The Milton Margai College of Education and Technology was established in 1963 and it was aptly named after one of the country's most illustrious citizens, Sir Milton Augustus Strieby Margai. Initially established as a Teachers Training College, the school has expanded its scope and now has five faculties. It has a staff and student strength of 425 and 4201, respectively. As we reflect on its attainment of University status, we are morally obliged to reflect on the life and works of that illustrious son of Sierra Leone after whom MMCET is named. This is necessary if we are to bring home forcefully to the current generation of faculty, staff and students the huge task thrust on them in being standard-bearers of the image and stature of this great nationalist.
Sir Margai was born in December 1895. He came from a relative affluent family and he was educated at Fouray Bay College. He proceeded to the United Kingdom and read medicine at the prestigious Kings' College. He qualified as a general practice physician in 1926 and undertook specialist training at the famous Liverpool school of Tropical Medicine. Most significantly, young Milton Margai returned to Sierra Leone, then still under colonial rule to practice medicine in what could only be imagined as the most difficult and impossible circumstances. As the archives of the New York Times report "in 1927 he opened a village dispensary in Sierra Leone. In those days, hospitals in the British colonial territory were few and far between, and the roads were poor."
Dr Milton Margai practiced medicine in 11 out of the then 12 districts of the country, rising to the level of senior medical officer. Dr. Margai turned his attention towards the political liberation of his country and along with others, founded the Sierra Leone People's Party (SLPP). He was knighted by the Queen of England in 1950. Sir Milton Margai led Sierra Leone to independence from British rule in 1961 and was Prime Minister from 1961 to 1964.
The footprints of Sir Milton Margai's life provides very useful lessons regarding the value of education in nation-building. Sir Margai lived through a time when attaining tertiary education was perhaps akin to pushing a camel through the eye of a needle (motivation-wise). Even more profound is the fact that he returned to his "village" country to apply his knowledge in medicine, to the benefit of his countrymen and women.
How many of our nationals, having been educated free in Sierra Leone (at taxpayers' expense) and having been sent abroad on scholarship, (still at taxpayers' expense) haven't found all the excuses fathomable to continue to stay abroad and deny the country of the benefit of their training? Can we imagine the colossal loss in human capital that this country has suffered as a result of this since independence? One cannot help but also mention the seemingly intractable challenge of getting our health and other skilled workers to take up postings in deprived communities where their services are most needed. I will return to these issues in future editorials. Suffice to say now, that it is within these contexts that we appreciate the uniqueness of the footprints of Sir Milton Margai. It is said that a nation that does not honour its heroes is not worth dying for. So when our leaders of old decided to name a teacher training college after Sir Milton Margai, they did right, and desired that his life and works be example to us.

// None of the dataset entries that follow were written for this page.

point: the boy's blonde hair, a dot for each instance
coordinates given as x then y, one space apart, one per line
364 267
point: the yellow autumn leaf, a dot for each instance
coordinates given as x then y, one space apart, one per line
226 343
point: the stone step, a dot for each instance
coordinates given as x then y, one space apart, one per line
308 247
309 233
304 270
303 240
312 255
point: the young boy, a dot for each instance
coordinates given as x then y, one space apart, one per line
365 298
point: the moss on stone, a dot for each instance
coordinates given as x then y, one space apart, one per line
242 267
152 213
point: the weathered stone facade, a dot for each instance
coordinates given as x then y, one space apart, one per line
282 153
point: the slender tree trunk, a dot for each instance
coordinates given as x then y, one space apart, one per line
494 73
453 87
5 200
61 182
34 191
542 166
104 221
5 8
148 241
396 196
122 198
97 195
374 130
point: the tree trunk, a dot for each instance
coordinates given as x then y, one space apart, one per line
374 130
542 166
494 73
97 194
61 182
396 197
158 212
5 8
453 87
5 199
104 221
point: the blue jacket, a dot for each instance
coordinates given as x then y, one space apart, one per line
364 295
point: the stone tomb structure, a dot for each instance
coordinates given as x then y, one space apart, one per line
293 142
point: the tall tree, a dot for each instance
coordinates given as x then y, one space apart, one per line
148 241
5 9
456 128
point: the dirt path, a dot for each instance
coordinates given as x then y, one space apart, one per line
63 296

Quality education is our most powerful tool for accelerated national development. The soon to be Sir Milton Margai University of Education and Technology (MMUET) could not have come at a better time. There is enormous desire amongst our youth to pursue higher education and we have a duty to continue expanding access to fulfil this aspiration. The Sir Milton Margai University of Education and Technology should live up to the high expectations of the Sierra Leonean people. The University should rapidly expand its portfolio of programs and strive to be a centre of excellence. As a University, it is no longer an institution primarily for teaching. It is now more an institution for research and service. The Sir Milton Margai University of Education and Technology provides an opportunity for Sierra Leonian academics in the diaspora to explore opportunities for giving back to the motherland. The authorities of the new university should tap into this vast resource.
The attainment of University status by MMCET should inspire other institutions that are working towards higher accreditation. The veritable Honourable Minister for Technical and Higher Education, his Ministry and the Tertiary Education Commission deserve commendation for successfully guiding MMCET to attain university status and in the process expanding access to higher tertiary education in the country. Like Oliver Twist, we ask for more!
Lonta ka da Bai! For love of Sierra Leone.